Warning — ephemeral compute: Without PINATA_JWT, uploads and metadata are stored only on the local filesystem. In ephemeral compute environments (e.g. Union/Flyte pods, CI runners, serverless functions), local storage is lost when the container exits. Set PINATA_JWT to persist outputs beyond the lifetime of the compute instance.

Environment Variables

All env vars are centralized in utils/config.py. If set (even to empty string), the value is used exactly. If unset, the default applies.

Variable Purpose Default Required
STARGAZER_LOCAL Local storage directory ~/.stargazer/local No
PINATA_JWT Pinata API authentication None (unset) Only for authenticated operations
PINATA_GATEWAY Public IPFS gateway URL https://dweb.link No (set to empty string to disable)
PINATA_VISIBILITY public or private private No

Resolution Logic

  1. If PINATA_JWT is set: attach PinataClient remote
  2. If no JWT: no remote (public gateway still available for downloads)

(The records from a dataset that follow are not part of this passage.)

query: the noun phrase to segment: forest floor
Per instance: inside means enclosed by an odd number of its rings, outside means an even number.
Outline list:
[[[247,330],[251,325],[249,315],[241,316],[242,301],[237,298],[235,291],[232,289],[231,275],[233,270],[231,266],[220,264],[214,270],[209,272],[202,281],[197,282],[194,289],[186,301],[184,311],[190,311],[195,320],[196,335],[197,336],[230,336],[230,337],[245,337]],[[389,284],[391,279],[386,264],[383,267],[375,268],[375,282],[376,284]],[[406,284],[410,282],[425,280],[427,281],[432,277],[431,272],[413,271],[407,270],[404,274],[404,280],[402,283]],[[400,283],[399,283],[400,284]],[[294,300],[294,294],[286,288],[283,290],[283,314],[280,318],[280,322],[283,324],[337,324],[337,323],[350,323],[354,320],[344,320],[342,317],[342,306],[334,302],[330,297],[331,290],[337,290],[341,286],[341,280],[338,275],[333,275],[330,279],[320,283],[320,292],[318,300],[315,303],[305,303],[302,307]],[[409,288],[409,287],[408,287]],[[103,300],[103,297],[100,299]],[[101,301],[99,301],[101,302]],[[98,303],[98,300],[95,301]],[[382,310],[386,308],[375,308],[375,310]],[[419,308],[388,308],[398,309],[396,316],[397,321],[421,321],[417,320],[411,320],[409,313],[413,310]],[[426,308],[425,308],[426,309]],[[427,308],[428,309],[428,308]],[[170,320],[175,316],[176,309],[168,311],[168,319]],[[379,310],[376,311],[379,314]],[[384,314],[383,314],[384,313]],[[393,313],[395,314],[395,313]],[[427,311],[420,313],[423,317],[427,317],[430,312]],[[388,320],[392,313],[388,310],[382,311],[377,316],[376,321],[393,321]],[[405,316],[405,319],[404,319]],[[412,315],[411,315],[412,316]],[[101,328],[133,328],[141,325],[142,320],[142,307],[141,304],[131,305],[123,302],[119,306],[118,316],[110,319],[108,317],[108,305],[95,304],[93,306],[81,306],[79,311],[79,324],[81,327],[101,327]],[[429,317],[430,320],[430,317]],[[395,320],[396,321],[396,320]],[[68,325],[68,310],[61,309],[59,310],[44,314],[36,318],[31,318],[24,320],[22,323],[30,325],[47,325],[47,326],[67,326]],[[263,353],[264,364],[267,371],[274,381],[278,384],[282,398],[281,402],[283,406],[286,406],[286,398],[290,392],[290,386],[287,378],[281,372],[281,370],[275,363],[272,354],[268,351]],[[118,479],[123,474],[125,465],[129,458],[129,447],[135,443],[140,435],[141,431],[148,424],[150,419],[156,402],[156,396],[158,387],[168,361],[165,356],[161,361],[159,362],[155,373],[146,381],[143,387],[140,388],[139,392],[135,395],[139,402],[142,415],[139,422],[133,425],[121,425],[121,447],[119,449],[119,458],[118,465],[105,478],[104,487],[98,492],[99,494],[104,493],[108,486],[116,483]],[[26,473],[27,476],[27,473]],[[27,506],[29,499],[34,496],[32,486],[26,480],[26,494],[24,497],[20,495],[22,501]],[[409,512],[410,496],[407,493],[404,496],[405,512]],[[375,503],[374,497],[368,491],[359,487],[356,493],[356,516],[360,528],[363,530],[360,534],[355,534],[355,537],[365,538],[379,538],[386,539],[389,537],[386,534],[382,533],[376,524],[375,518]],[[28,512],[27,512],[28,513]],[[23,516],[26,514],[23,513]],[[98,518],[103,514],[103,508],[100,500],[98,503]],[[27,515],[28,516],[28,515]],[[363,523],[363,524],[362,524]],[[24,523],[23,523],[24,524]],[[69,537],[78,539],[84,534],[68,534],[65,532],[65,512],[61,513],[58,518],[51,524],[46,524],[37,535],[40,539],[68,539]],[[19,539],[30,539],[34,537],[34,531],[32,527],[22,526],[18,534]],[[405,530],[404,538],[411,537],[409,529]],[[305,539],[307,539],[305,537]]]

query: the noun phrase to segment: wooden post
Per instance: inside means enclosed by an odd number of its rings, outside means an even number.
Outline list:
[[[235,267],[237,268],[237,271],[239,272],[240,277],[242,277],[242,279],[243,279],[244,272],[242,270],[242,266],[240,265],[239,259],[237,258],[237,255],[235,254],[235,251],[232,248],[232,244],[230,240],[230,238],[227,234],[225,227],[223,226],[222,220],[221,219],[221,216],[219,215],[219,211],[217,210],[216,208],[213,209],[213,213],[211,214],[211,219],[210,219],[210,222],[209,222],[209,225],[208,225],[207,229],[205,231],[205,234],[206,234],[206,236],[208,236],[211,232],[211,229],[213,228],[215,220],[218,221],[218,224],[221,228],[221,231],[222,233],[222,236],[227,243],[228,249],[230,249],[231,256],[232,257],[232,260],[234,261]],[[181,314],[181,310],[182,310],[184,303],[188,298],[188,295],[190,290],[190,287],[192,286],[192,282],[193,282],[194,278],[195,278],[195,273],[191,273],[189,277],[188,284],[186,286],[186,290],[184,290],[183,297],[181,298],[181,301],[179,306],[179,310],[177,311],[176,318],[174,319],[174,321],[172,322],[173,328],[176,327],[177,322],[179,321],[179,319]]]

Always returns LocalStorageClient. The remote is optional.

Download Flow

flowchart TD
    Start([Download requested]) --> A{path exists?}
    A -->|Yes| Done([Return])
    A -->|No| B{CID in local cache?}
    B -->|Yes| Done
    B -->|No| C{local_ CID?}
    C -->|Yes| D("Look up TinyDB") --> Done
    C -->|No| E{Remote + private\nvisibility?}
    E -->|Yes| F("Signed URL download → cache") --> Done
    E -->|No| G("Public IPFS gateway → fetch + cache") --> Done

Storage Client Protocol

All storage operations go through LocalStorageClient:

flowchart LR
    C[("LocalStorageClient")]

    C --> U("upload(component)\nremote or local — never both")
    C --> D("download(component)\nbool — cache → remote (private) → public gateway")
    C --> Q("query(keyvalues)\nremote or local TinyDB")
    C --> X("delete(component)\nremote or local")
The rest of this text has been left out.